Transform ABNF rules to REGEX

771 Views Asked by At

I need to transform undermentioned ABNF rules (mlaer) to REGEX

   mlaer       =  1*( lebal "." ) lebal
   lebal       =  gid-tel *(rts-hdl)

   rts-hdl    =  *( alpha / digit / "-" ) gid-tel
   gid-tel    =  alpha / digit
   alpha       =  %x41-5A  ; 'A'-'Z'
   alpha       =/ %x61-7A  ; 'a'-'z'
   digit       =  %x30-39  ; '0'-'9'

Is any tool or sth to do it automatically?

3

There are 3 best solutions below

0
On

Not sure if there is any tool to do this automatically, but it is not too hard.

gid-tel

[A-Za-z0-9]

rts-hdl

[A-Za-z0-9-]*[A-Za-z0-9]

lebal

[A-Za-z0-9]([A-Za-z0-9-]*[A-Za-z0-9])*

Note that lebal written in this form is going to cause NFA engine to run very long on certain type of input. It should be re-written as:

[A-Za-z0-9]([A-Za-z0-9-]*[A-Za-z0-9])?

mlaer

([A-Za-z0-9]([A-Za-z0-9-]*[A-Za-z0-9])?\.)+[A-Za-z0-9]([A-Za-z0-9-]*[A-Za-z0-9])?

You can construct a complicated regex by using string concatenation. This will allow you to write clean code. Though the case with lebal needs modification on the grammar so that it works well on an NFA engine.

0
On

One should be aware that in the general sense it is not possible to translate ABNF to REGEX.

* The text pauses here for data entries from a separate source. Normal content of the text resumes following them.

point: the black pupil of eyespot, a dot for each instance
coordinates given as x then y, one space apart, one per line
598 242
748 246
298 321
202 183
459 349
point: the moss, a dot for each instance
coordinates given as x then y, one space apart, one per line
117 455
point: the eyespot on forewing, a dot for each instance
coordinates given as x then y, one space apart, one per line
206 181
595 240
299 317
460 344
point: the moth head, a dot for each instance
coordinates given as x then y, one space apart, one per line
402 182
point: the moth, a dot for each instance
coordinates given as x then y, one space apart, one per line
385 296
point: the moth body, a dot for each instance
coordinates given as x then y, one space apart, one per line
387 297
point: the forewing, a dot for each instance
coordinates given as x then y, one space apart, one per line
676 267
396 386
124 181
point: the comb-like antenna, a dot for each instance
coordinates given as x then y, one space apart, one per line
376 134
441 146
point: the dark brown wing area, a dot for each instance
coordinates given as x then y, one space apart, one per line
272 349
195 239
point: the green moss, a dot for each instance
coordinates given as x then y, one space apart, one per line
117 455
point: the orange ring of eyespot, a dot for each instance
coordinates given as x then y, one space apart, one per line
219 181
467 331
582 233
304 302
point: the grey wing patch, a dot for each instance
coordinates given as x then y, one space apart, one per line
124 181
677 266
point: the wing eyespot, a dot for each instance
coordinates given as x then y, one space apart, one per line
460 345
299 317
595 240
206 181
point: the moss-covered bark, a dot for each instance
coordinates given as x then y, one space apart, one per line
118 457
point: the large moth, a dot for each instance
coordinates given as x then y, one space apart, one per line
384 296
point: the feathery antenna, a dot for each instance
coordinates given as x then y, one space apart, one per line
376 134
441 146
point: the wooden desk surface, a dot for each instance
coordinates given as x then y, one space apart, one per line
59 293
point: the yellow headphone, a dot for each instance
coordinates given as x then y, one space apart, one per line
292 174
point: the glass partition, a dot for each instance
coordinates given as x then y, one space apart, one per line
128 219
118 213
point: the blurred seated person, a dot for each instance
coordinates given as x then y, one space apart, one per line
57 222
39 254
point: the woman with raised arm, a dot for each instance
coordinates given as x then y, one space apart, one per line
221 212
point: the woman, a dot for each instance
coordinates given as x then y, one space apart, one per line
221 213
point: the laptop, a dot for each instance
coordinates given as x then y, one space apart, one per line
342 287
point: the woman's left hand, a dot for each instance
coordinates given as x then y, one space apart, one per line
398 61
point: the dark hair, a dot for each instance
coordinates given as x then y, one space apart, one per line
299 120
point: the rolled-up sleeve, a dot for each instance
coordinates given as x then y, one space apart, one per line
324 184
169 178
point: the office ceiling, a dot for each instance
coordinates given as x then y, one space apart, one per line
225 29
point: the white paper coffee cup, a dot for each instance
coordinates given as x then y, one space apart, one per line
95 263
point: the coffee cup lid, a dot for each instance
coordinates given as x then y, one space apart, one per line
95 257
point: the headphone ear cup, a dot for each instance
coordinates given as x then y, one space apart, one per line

This is because regexes create a regular language, while the ABNF specifications create a context-free language.

A regular language can be parsed by a finite state machine (which is also used for regex-matching), while a context free language is parsed by a pushdown automata which is superset of the finite state machine (A pushdown automata can be implemented with the bison/yacc tool).

Side note: a regex string itself is not validatable by a regex expression. This is because there are brackets/parentheses allowed, while bracket/parenthese matching is not enforable with a regex, but with a context free grammar.

Translation from ABNF to regex is hence only possible for a subset of cases. I guess this is the case if the ABNF is not recursive or does not contain any cyclic definitions. This is the (implicit) limitation of the above mentioned automatic translation tools.

0
On

For smaller ABNFs this online tool written in PHP worked for me. In your case it returns:

gid-tel: ^([A-Z][a-z0-9])$
rts-hdl: ^(([A-Z][-a-z0-9])*([A-Z][a-z0-9]))$
lebal: ^([A-Z][a-z0-9])((([A-Z][-a-z0-9])*([A-Z][a-z0-9])))*$
mlaer: ^(([A-Z][a-z0-9])((([A-Z][-a-z0-9])*([A-Z][a-z0-9])))*\.)+([A-Z][a-z0-9])((([A-Z][-a-z0-9])*([A-Z][a-z0-9])))*$

But for larger ABNF like the one for an E-Mail address, it only outputs blank. So I'm currently looking for other tools and found a weird, small script in Perl and one written in Ruby almost 17 years ago and last committed to 7 years ago. The latter looks promising as it actually gives a RegEx for the URI ABNF but I still need to get it to work.